Makefile targets can often be composed from smaller focused functions combined together to produce the required output. GNU coreutils provides a wide variety of programs that, if you didn't know about them, you might be tempted to write your own equivalent script. There are however many useful commands in the coreutils for manipulating data:

cut: Select specific columns from delimited data formats.
tr: Translate characters of one type into another.
paste: Join records from different files together as columns.
join: Row join two files together using on common identifiers.
comm: Select or reject common lines between two files.
uniq: Select or count unique lines in a file.
sort: Sort records by different file columns.
sed: Complex file transformations and editing (Consider ssed too).
grep: Select records by more complex criteria.

UNIX pipes can also be used to redirect the input of one command into another. Therefore as much as possible my Makefile steps are composed of small functions piping their input between each other. The advantage is that a UNIX command will be faster and bug-free compared to anything you would write yourself. Furthermore Makefile targets composed of coreutil pipelines are easier to edit and debug. This part of the UNIX philosophy: simple parts connected by clean interfaces. You will however still need to write your own programs when coreutils are not sufficient and this leads into my next point.

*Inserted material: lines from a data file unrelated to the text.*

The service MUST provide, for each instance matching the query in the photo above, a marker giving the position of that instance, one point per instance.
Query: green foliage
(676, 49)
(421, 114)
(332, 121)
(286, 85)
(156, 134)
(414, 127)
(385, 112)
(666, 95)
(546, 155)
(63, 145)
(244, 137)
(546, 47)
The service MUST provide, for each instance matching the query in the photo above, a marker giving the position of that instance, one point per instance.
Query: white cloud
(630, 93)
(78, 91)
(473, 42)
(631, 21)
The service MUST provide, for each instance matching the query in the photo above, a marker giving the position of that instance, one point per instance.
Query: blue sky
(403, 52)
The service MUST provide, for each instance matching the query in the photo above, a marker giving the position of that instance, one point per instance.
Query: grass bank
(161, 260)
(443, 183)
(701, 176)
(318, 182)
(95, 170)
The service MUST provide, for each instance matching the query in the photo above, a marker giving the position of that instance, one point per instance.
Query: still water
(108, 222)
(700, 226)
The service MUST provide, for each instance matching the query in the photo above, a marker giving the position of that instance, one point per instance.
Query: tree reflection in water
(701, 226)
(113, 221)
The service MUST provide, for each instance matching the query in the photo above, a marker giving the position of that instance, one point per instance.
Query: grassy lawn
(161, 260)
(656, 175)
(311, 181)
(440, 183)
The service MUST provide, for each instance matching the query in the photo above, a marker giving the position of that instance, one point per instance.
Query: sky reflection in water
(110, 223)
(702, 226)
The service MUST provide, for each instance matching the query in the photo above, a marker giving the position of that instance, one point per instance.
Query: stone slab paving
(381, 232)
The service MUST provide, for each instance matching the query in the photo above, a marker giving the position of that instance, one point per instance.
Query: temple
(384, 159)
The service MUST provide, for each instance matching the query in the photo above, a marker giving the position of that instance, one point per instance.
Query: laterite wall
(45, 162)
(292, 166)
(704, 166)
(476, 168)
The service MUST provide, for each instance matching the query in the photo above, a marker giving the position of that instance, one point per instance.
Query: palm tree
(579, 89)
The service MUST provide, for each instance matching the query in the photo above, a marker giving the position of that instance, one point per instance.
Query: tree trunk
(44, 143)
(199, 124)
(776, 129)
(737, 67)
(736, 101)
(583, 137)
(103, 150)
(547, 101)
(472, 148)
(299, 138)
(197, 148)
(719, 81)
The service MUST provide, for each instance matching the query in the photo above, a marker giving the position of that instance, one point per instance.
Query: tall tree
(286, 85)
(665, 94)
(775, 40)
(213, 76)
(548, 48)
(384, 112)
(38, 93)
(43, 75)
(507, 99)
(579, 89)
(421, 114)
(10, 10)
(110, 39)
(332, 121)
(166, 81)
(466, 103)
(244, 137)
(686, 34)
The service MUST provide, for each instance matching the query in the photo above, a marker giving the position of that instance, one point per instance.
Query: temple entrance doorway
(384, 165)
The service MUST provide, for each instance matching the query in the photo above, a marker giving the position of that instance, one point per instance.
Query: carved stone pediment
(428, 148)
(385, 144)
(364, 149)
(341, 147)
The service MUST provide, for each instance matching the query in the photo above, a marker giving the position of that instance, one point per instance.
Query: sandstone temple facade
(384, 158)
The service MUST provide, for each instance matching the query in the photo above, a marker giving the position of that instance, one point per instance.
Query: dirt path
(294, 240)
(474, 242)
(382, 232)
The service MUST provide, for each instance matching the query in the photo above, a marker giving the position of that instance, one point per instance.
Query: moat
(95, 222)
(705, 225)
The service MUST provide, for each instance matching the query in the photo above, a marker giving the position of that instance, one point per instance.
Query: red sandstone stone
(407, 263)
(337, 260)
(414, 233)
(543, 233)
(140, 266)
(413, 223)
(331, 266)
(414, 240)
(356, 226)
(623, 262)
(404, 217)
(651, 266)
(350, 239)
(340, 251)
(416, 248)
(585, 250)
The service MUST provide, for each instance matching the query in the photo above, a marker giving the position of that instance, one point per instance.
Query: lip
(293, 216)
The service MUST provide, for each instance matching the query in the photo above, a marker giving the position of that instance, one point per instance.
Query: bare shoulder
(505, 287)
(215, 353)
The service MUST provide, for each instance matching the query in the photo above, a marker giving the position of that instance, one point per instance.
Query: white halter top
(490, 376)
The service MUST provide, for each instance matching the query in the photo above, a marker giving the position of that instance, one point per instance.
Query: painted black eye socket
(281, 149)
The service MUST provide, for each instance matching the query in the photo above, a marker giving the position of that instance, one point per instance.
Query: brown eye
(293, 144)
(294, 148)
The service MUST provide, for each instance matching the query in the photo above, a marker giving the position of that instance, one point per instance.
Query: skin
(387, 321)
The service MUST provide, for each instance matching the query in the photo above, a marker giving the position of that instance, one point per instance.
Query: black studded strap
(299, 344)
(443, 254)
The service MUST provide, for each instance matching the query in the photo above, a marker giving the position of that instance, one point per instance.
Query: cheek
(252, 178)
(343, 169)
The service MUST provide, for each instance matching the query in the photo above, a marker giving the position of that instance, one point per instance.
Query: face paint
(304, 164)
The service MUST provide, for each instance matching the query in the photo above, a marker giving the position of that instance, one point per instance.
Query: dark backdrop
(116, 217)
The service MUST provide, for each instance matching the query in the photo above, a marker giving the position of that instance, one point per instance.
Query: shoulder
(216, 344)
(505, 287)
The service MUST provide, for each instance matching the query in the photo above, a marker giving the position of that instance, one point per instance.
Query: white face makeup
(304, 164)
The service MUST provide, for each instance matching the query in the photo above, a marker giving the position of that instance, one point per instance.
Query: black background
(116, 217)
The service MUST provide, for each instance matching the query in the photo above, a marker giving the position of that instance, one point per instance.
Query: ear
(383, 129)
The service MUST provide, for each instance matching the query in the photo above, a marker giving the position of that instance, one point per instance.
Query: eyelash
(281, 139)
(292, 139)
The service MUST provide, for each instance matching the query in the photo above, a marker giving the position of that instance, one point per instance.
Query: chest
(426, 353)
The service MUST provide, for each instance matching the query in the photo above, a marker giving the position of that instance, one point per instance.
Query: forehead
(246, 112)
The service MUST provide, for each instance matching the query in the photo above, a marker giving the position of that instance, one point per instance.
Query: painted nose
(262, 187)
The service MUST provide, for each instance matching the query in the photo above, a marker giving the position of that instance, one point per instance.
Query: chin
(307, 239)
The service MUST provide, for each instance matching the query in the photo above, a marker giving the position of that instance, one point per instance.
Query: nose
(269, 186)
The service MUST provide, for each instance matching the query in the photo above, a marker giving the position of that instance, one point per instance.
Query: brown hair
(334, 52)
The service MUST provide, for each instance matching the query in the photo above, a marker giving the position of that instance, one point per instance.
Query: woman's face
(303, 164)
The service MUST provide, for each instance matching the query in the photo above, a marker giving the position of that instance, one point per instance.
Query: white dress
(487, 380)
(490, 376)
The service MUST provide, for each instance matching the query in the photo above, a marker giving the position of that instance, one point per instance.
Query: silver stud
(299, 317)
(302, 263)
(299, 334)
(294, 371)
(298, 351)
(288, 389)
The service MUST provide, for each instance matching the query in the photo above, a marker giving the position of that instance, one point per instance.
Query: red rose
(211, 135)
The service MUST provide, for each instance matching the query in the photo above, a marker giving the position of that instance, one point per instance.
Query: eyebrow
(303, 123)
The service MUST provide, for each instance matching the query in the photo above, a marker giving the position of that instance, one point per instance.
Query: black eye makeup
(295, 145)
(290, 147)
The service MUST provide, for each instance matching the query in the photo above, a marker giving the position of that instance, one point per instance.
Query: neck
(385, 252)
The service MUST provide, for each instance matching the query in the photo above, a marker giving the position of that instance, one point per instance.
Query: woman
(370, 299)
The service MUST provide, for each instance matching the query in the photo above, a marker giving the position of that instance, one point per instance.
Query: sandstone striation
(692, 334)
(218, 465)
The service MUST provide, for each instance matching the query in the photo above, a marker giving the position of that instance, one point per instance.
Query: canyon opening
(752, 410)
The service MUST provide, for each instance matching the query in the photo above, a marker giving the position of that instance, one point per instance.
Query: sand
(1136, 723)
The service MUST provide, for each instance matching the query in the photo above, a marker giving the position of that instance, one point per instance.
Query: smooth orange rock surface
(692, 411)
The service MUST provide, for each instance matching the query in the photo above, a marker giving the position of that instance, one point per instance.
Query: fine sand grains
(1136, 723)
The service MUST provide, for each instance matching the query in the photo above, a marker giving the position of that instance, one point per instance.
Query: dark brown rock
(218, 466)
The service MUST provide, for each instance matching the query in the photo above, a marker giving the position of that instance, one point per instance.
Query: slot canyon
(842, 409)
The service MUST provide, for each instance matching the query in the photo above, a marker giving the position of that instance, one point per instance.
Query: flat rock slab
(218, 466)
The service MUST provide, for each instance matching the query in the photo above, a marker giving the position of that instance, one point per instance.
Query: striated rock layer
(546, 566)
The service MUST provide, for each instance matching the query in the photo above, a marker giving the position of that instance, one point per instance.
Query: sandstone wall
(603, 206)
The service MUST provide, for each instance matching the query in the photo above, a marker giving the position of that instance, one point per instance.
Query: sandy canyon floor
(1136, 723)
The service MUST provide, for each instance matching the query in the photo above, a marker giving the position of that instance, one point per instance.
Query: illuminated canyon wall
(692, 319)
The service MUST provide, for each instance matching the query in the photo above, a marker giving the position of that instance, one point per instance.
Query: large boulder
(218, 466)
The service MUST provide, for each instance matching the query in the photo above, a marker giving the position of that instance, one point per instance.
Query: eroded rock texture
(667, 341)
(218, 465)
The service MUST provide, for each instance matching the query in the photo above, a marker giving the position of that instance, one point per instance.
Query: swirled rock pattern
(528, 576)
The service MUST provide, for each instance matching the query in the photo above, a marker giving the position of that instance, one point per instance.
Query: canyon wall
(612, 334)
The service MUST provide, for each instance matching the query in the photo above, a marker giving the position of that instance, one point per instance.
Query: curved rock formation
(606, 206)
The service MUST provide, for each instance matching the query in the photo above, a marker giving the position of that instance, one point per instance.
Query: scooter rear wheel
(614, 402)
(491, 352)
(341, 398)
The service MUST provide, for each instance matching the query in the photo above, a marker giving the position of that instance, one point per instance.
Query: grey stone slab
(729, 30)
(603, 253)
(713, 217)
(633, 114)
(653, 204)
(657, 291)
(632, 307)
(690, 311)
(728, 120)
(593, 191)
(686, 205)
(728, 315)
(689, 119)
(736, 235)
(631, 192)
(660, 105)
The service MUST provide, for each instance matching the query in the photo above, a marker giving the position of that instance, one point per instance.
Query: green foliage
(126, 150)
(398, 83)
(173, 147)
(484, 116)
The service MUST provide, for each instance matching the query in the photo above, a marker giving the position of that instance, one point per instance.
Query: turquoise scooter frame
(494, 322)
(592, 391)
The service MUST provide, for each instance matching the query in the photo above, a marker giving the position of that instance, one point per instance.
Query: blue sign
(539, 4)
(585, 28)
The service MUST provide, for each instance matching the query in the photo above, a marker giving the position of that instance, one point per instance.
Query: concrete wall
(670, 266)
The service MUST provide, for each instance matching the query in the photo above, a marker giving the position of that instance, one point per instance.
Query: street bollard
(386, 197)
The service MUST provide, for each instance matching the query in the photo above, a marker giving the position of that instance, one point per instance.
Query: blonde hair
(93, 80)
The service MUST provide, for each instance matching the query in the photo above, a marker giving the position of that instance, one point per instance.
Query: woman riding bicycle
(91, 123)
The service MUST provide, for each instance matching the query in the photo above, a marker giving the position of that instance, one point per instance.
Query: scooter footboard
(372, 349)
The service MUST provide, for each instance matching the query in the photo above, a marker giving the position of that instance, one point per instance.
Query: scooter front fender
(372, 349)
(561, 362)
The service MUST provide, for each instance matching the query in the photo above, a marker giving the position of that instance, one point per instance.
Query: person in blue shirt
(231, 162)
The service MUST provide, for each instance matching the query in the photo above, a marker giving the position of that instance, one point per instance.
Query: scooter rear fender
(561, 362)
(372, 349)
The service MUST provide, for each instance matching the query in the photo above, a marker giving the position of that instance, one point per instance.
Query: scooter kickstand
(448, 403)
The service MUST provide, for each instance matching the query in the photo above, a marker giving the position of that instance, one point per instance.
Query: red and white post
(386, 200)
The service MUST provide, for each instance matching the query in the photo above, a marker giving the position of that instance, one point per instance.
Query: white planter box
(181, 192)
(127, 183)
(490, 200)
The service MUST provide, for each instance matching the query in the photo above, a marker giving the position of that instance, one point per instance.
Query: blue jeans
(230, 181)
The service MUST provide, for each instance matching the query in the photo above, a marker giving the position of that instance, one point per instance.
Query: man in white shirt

Write simple functions instead of large scripts

I think one of the points that separates a computational scientist, such as a bioinformatician, from a software developer is writing many individual scripts instead of a single large program. Scripts are written to quickly test a theory by performing an operation on a set of input data. The problem however is that scripts can quickly become complected by braiding many different analysis threads into a growing hairball of code.

Therefore instead of writing a script that performs several operations consider writing a script that performs a single function: a small executable file that takes an input file or stream and performs a single transformative mapping or filter operation. This way it is simple to combine your own custom functions with existing powerful coreutil functions. Furthermore small scripts have the advantage of being easier to debug, change and remember.

Writing small functions instead of larger scripts means that the logic is in the Makefile and you only need to look here to see understand what's happening in your workflow. In contrast writing large multi-function scripts pushes a portion of the workflow logic into the script files.

Finally by isolating and modularising into small code functions you are becoming language agnostic, where you can write one function in Clojure, a second in Ruby, and a third in R. Creating large monolithic projects however often will tie you to a specific language.